A samurai rode forward. “Yes, Yoshida-sama?”

“Go in and tell Inatomi-sensei that I have arrived. Tell him it is on business from the Shogun himself!”

“Yes, my Lord!” The captain rushed into the house, but returned a few minutes later, puzzled.

“There doesn’t seem to be anyone in the house, my Lord.”

“Ridiculous! Even if Inatomi-sensei is out, his servants or apprentices will be here.”

“I called several times, but no one came to the door to greet me.”

“Did you look in the house?”

“No, Yoshida-sama, I thought—”

“Idiot! We’re here on the Shogun’s business! Take some men and search the house. Find out why there’s no one to greet us.”

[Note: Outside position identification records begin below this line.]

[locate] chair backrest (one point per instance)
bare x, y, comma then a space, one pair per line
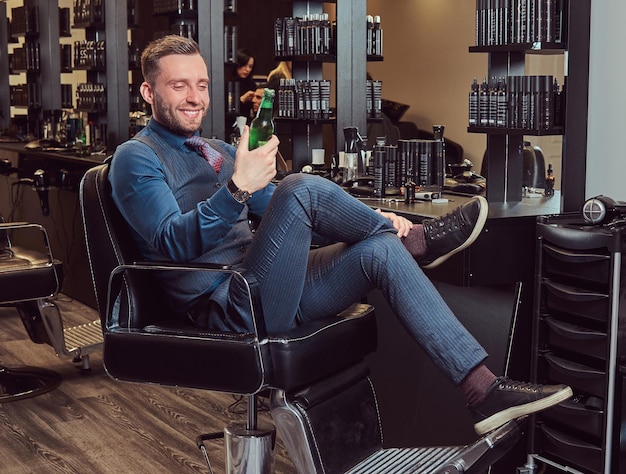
143, 340
109, 244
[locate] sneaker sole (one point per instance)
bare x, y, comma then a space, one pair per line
480, 223
498, 419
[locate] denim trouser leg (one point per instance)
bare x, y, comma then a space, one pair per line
299, 283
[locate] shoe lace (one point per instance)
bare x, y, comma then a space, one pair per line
508, 384
450, 221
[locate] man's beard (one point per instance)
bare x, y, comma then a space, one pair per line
173, 121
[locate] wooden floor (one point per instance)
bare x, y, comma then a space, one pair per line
93, 424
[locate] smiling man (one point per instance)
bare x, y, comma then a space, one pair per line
187, 199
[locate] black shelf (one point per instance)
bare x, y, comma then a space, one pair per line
536, 47
504, 166
516, 131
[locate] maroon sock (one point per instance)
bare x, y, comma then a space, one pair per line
415, 242
475, 384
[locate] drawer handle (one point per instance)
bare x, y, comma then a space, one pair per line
573, 294
574, 332
573, 257
569, 366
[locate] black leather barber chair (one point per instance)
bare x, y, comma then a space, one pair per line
322, 399
29, 278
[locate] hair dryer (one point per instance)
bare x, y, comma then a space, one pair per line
602, 210
41, 182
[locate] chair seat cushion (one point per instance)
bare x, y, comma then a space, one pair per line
176, 353
27, 274
318, 349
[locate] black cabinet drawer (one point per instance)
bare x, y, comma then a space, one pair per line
578, 301
578, 264
576, 415
576, 453
581, 378
576, 338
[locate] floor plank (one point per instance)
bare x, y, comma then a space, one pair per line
93, 424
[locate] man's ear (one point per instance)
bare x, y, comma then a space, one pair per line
146, 92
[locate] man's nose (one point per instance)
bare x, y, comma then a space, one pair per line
195, 95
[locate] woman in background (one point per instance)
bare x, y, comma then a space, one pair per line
242, 73
282, 71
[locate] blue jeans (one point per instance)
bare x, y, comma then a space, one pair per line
300, 284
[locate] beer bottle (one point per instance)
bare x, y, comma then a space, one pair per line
262, 127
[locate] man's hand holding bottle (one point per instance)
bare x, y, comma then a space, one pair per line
255, 169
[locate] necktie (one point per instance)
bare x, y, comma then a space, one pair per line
209, 154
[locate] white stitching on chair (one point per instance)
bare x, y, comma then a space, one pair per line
308, 422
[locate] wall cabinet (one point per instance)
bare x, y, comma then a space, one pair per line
507, 54
578, 339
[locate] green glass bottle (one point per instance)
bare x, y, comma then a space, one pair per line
262, 127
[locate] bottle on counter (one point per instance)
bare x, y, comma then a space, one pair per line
262, 126
549, 189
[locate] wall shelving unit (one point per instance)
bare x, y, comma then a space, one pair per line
505, 146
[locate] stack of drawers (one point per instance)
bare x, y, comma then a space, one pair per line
577, 340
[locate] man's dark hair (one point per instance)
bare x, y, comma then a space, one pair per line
161, 47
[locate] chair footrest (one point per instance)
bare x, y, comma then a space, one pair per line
403, 460
83, 336
473, 458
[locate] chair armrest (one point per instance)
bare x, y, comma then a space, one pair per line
5, 241
250, 282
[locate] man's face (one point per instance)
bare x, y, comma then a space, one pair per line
180, 95
257, 98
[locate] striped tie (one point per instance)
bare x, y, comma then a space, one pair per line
213, 157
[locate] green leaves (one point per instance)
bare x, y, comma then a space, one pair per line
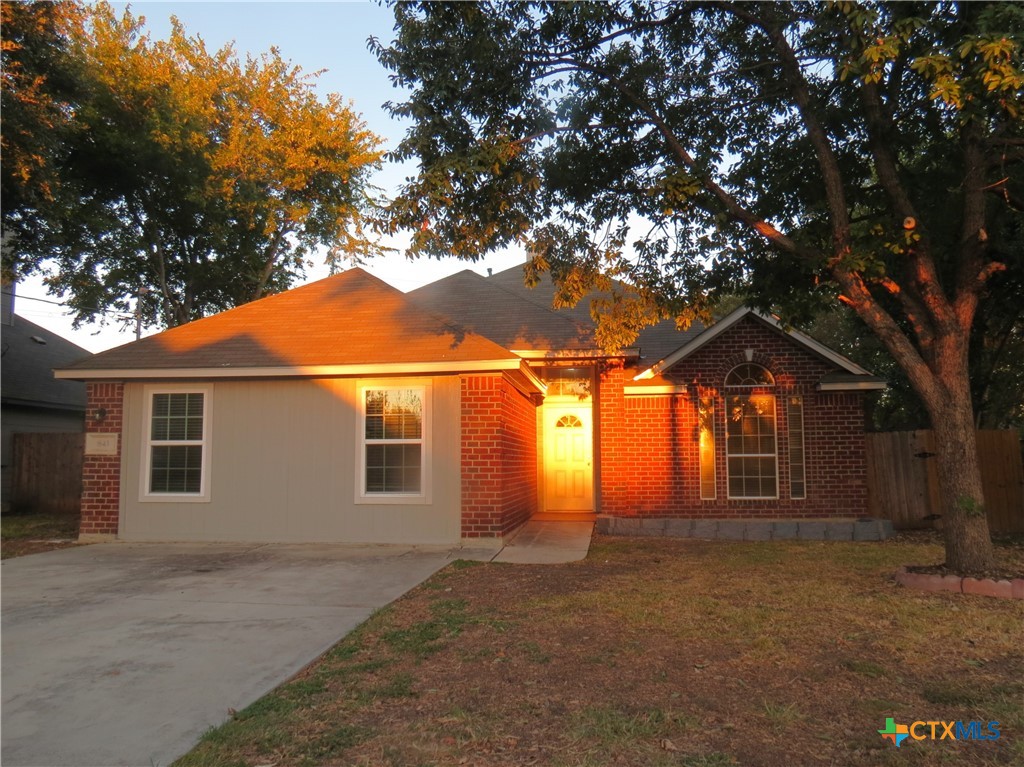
208, 179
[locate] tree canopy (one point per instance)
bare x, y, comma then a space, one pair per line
802, 153
196, 177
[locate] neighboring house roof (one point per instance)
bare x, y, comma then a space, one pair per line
851, 375
30, 355
522, 318
351, 323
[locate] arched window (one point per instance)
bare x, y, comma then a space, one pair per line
749, 374
568, 422
751, 433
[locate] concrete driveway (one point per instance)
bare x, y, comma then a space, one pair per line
125, 653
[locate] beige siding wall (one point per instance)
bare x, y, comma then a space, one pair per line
283, 469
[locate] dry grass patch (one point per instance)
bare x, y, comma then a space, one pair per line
23, 534
653, 652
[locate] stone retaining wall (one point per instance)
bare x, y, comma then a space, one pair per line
749, 529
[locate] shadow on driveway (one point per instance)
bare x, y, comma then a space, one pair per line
125, 653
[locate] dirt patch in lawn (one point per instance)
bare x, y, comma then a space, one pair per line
23, 534
1009, 556
653, 652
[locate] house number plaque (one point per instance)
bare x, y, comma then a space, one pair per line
100, 444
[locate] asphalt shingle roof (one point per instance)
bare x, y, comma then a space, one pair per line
504, 309
348, 318
28, 367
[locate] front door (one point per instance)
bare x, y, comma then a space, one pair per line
568, 440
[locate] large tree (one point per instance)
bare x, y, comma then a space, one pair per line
39, 82
194, 178
811, 153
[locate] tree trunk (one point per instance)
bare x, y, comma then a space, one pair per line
969, 546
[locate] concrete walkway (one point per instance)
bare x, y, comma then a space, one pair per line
546, 539
125, 653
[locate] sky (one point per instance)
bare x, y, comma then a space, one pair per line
315, 36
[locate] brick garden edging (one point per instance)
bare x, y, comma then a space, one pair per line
983, 587
747, 529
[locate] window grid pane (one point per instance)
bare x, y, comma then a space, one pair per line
707, 457
393, 446
176, 423
751, 446
795, 425
177, 417
176, 469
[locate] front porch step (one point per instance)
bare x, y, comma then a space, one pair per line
864, 528
564, 516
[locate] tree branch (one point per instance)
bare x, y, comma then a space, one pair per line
801, 93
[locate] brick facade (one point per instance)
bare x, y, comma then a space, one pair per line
101, 474
649, 444
499, 457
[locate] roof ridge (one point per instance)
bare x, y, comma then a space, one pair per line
539, 304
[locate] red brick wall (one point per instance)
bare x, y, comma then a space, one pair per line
101, 474
649, 448
499, 457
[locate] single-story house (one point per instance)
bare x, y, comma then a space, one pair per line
347, 411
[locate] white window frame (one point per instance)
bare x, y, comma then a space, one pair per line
745, 391
729, 455
423, 497
795, 400
707, 454
148, 442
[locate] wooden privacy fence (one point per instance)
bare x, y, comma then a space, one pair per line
47, 472
903, 479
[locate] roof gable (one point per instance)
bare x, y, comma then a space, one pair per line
28, 367
856, 377
505, 309
351, 318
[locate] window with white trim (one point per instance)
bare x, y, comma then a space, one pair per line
176, 458
394, 451
706, 415
750, 434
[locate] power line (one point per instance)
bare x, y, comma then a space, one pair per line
20, 297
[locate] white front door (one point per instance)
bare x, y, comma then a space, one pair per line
568, 444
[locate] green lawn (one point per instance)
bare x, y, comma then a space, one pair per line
654, 652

Chagrined, the captain motioned to three samurai to dismount and follow him. They entered the house, pausing to remove their sandals at the doorway out of habit and respect. In moments they found the dead maid.

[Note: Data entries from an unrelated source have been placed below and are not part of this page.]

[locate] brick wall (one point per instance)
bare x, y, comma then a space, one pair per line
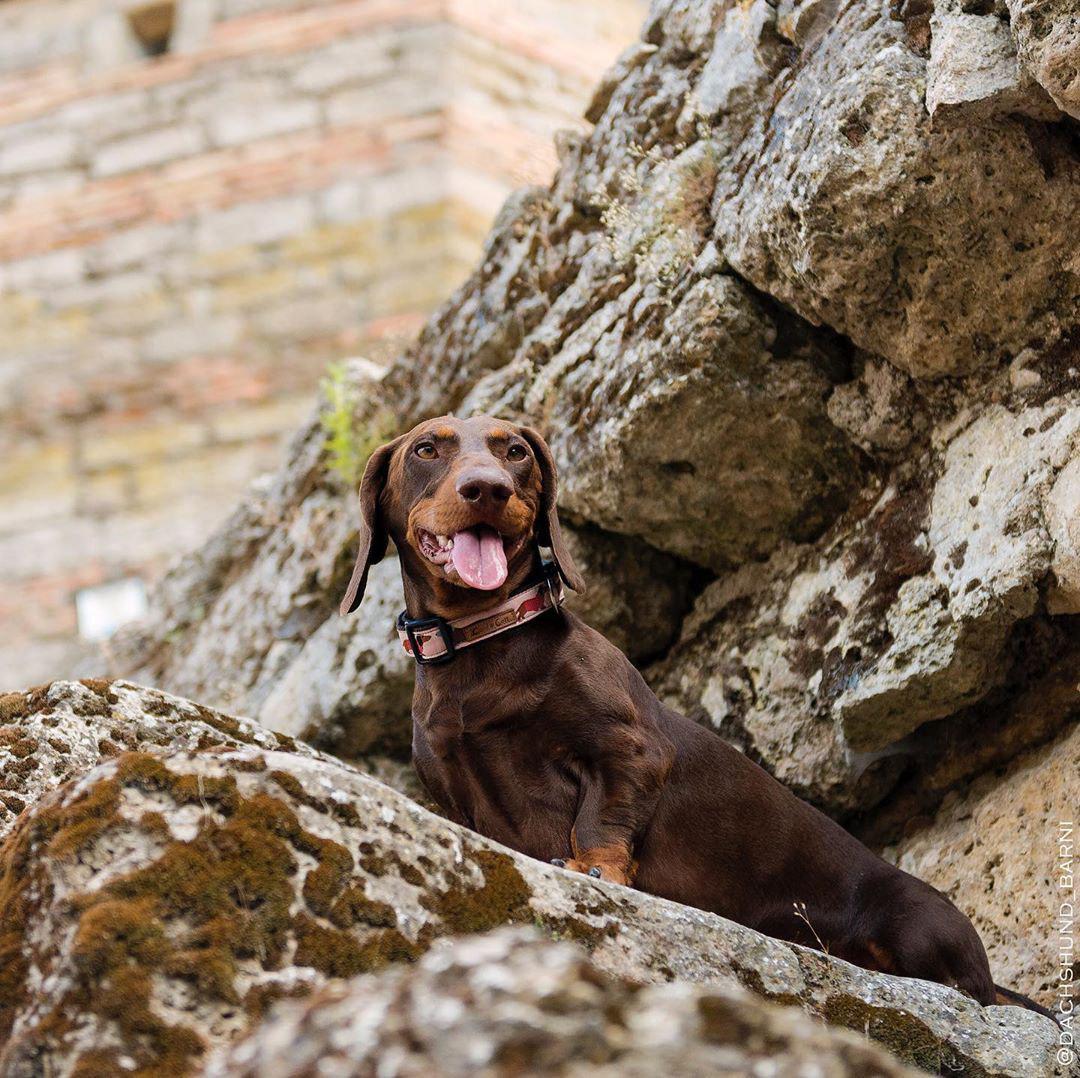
187, 239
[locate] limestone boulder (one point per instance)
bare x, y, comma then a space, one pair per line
55, 732
1048, 39
845, 200
832, 663
973, 70
704, 434
1000, 849
152, 908
248, 621
513, 999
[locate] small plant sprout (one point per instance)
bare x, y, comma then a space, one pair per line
800, 913
349, 442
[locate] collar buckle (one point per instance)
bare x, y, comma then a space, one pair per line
412, 625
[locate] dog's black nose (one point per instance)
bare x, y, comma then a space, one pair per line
484, 487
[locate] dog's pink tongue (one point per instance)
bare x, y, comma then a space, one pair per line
480, 558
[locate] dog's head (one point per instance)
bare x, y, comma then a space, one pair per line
464, 501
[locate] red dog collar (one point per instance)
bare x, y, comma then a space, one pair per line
436, 639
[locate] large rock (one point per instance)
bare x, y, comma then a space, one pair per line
973, 70
248, 621
153, 906
825, 659
1048, 39
940, 248
697, 423
512, 1001
55, 732
996, 850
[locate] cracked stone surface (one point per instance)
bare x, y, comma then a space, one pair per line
993, 849
824, 660
511, 998
154, 906
1048, 40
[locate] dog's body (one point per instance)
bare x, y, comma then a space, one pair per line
547, 739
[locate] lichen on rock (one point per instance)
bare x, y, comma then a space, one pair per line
153, 906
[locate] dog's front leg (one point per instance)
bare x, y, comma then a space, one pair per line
625, 767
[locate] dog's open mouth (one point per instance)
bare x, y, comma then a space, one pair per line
477, 554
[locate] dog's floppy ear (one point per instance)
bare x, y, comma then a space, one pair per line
373, 533
549, 534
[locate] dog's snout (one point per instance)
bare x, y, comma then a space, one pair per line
484, 487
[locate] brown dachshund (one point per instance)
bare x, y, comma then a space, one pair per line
547, 739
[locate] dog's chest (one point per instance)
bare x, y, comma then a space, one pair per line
507, 778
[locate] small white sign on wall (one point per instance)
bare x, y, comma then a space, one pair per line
104, 608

All the samurai took out their swords. “Follow me,” the captain ordered. They quietly made their way through the house, pausing at the office and the kitchen with the second body, and into the back garden. The captain sucked in his breath at the sight of so many bodies in the garden. In the doorway of the workshop at the end of the garden, a flash of movement caught his eye. He signaled his men to follow him, and they didn’t bother to stop to put on the geta. They made their way across the garden, their feet, clad in only tabi socks, muffling their footsteps. They carefully approached the workshop door.

As they reached the doorway, the captain was able to see more bodies in the workshop. He also saw a living person doing something peculiar.

There was what seemed to be an old man placing a wooden statue on a workbench. The figure wore an old but respectable kimono and a farmer’s woven straw hat. Wisps of gray hair peeked out from the edge of the hat and partially obscured the face of the figure, but the man’s muscular arms didn’t look like the wasted limbs of an ojiisan. The captain looked at the statue and was surprised to see it was a Kannon, a statue of the Goddess of Mercy, carved from chestnut wood. The serene face of the Goddess looked out at the carnage in the workshop and garden, providing some grace to the souls of the slaughtered.

“Oi! You!” the captain said. “Stay where you are. I want to talk to you about what happened here.”

Without showing the slightest surprise at the captain’s shout, the old man smoothly placed the Kannon on the shelf and reached forward for a shovel that was sitting next to the forge. He scooped out a shovelful of the forge’s contents and tossed it out the door of the workshop.